L’automobile française, la crise et 2012



Cafeine Le Mag
Vendredi 4 Janvier 2013

Baromètre informel de la consommation des ménages, les ventes de voiture ont drastiquement chuté en 2012. On peut tirer plusieurs leçons de cette évolution. Conséquence de la crise, les Français ont été peu nombreux à s’équiper en véhicule neuf. D’autre part, l’offre française accuse un retard certain au niveau qualitatif, ce qui n’est pas sans assombrir ses perspectives économiques à moyen terme. Plus moribonde que jamais, l’industrie automobile française s’apprête donc à aborder 2013 avec un enthousiasme mesuré.


L’automobile française, la crise et 2012
D’après le Comité des Constructeurs Français d’Automobiles (CCFA), le nombre d’immatriculations de voitures individuelles neuves est passé en dessous du seuil des 1,9 million ; soit une baisse de 13,9 % depuis 2011. Il s’agit d’un chiffre historique puisqu’il marquait le niveau le plus bas enregistré depuis 1997. Derrière ce chiffre se cache l’aveu inquiétant de la diminution des débouchés de l’industrie automobile.

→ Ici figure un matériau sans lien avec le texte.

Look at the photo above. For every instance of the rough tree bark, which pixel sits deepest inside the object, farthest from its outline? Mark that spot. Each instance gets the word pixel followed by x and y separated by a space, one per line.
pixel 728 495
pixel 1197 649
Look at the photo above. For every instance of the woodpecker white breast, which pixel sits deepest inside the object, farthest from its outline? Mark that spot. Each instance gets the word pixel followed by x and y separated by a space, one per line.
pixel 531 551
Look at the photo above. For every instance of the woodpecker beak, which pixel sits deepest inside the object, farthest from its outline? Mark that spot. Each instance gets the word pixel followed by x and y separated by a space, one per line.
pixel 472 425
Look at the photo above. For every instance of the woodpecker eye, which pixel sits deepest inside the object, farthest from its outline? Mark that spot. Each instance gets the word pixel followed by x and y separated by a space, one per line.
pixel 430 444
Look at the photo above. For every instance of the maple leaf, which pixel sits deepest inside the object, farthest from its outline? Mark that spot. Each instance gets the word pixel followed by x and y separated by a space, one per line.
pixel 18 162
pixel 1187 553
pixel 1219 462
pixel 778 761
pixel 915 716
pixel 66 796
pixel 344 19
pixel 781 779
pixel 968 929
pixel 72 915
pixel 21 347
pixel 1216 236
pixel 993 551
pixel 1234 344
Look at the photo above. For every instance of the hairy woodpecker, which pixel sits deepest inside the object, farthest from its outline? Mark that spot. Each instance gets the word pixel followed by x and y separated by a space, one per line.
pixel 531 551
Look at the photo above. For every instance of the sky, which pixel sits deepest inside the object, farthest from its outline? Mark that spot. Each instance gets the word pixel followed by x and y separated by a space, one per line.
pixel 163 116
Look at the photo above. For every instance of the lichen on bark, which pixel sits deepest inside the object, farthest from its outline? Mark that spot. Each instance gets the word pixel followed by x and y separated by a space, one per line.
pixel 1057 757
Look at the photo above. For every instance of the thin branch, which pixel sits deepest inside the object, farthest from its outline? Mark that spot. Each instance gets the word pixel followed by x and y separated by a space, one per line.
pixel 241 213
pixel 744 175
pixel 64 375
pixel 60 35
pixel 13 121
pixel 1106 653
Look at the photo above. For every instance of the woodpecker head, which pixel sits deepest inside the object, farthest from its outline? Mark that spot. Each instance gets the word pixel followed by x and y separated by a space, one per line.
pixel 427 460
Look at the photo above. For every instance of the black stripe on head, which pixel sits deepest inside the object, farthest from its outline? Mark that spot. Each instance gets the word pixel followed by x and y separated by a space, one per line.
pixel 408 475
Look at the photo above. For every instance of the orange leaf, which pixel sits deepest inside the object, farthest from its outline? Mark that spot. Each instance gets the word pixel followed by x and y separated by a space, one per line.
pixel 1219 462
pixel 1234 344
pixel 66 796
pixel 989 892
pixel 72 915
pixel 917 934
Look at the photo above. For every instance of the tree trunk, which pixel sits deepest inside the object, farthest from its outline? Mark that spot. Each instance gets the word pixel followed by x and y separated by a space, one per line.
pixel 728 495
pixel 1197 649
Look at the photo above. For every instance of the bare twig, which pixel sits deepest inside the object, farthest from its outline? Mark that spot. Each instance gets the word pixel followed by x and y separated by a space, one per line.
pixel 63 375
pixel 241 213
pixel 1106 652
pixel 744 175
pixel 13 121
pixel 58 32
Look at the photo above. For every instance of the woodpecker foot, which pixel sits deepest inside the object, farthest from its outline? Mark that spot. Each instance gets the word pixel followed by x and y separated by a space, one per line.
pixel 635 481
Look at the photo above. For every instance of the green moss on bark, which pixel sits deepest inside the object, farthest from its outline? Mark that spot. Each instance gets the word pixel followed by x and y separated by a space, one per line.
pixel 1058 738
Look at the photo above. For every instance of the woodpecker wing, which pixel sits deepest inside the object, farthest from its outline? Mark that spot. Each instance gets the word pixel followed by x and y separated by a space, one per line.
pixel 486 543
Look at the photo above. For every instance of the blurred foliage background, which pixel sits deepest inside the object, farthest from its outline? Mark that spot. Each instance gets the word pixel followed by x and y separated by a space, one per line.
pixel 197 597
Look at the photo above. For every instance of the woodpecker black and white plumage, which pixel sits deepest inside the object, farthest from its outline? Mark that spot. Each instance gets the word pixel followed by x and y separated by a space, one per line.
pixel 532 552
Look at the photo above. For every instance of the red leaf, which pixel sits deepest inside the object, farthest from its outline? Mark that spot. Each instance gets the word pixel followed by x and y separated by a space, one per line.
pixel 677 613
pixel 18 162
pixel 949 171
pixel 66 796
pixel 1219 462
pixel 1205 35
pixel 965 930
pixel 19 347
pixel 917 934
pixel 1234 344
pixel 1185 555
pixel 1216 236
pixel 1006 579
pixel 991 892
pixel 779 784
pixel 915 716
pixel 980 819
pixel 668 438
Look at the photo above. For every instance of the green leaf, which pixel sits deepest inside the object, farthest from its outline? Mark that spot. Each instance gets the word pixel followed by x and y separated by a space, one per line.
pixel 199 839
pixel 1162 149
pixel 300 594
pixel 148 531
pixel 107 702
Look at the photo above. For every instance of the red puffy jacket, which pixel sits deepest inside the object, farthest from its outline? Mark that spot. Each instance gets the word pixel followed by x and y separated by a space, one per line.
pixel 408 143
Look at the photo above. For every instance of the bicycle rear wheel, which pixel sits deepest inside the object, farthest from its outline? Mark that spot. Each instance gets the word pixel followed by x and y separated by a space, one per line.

Ces piètres performances de vente sont notamment dues au faible succès des véhicules de moyenne gamme. À quelques exceptions près, l’ensemble des constructeurs positionnés sur ce segment de marché a enregistré des ventes moindres : Renault a chuté de 22,1 %, PSA de 17,5 %, Fiat de 23,7 % General Motors de 18,2 % et Ford de 19,8 %. Les marques qui ont le mieux résisté, telles que Volkswagen, sont au contraire positionnées sur des segments plus abordables. Signe incontestable d’une conjoncture résolument défavorable à la consommation des ménages, le marché de l’occasion a pour sa part explosé en 2012 avec 4,5 millions de véhicules achetés.

Avec seulement 1,899 millions de véhicules vendus en 2012, l’évolution de la répartition des ventes entre les constructeurs est pour ainsi dire la variable clé pour comprendre le bilan de cette année. Or celle-ci donne clairement à voir les difficultés des constructeurs français. En tant de crises, il semblerait en effet que l’offre française n’a pas su convaincre le marché domestique. L’offre asiatique en revanche a su opérer une percée. Les performances de Toyota et de ses filiales, ou encore du Corée Hyundai dont les ventes ont crû de 28 % ont en effet de quoi susciter la jalousie.

Les raisons de ce succès s’expliquent. Toyota se positionne depuis longtemps maintenant sur le segment en croissance des voitures hybrides. Pour sa part, Hyundai pénètre le marché français en proposant des offres ultra-compétitives assorties de facilités de paiement attractives pour les consommateurs. La France ne roule certes pas en voiture asiatique, mais le risque est réel pour les constructeurs français. Car ces derniers ne bénéficient ni d’un réseau mondial aussi dense que celui de Hyundai ou d'un Toyota, ni d’un statut de précurseurs sur les nouveaux segments de marchés.

Qu’il s’agisse de Renault ou de PSA, les deux constructeurs doivent en effet désormais composer avec un contexte économique défavorable ainsi qu’une concurrence étrangère dont les atouts commencent à séduire le marché français. L’automobile française s’apprête à affronter 2013 sur le fil du rasoir. Aussi les seules perspectives optimistes pour les constructeurs nationaux semblent résider dans leur capacité à proposer des automobiles hybrides. Le lancement en 2012 de la Renault Zoé illustre que les constructeurs français ont compris les enjeux, mais le pari de surpasser les leaders asiatiques n’est pas mince.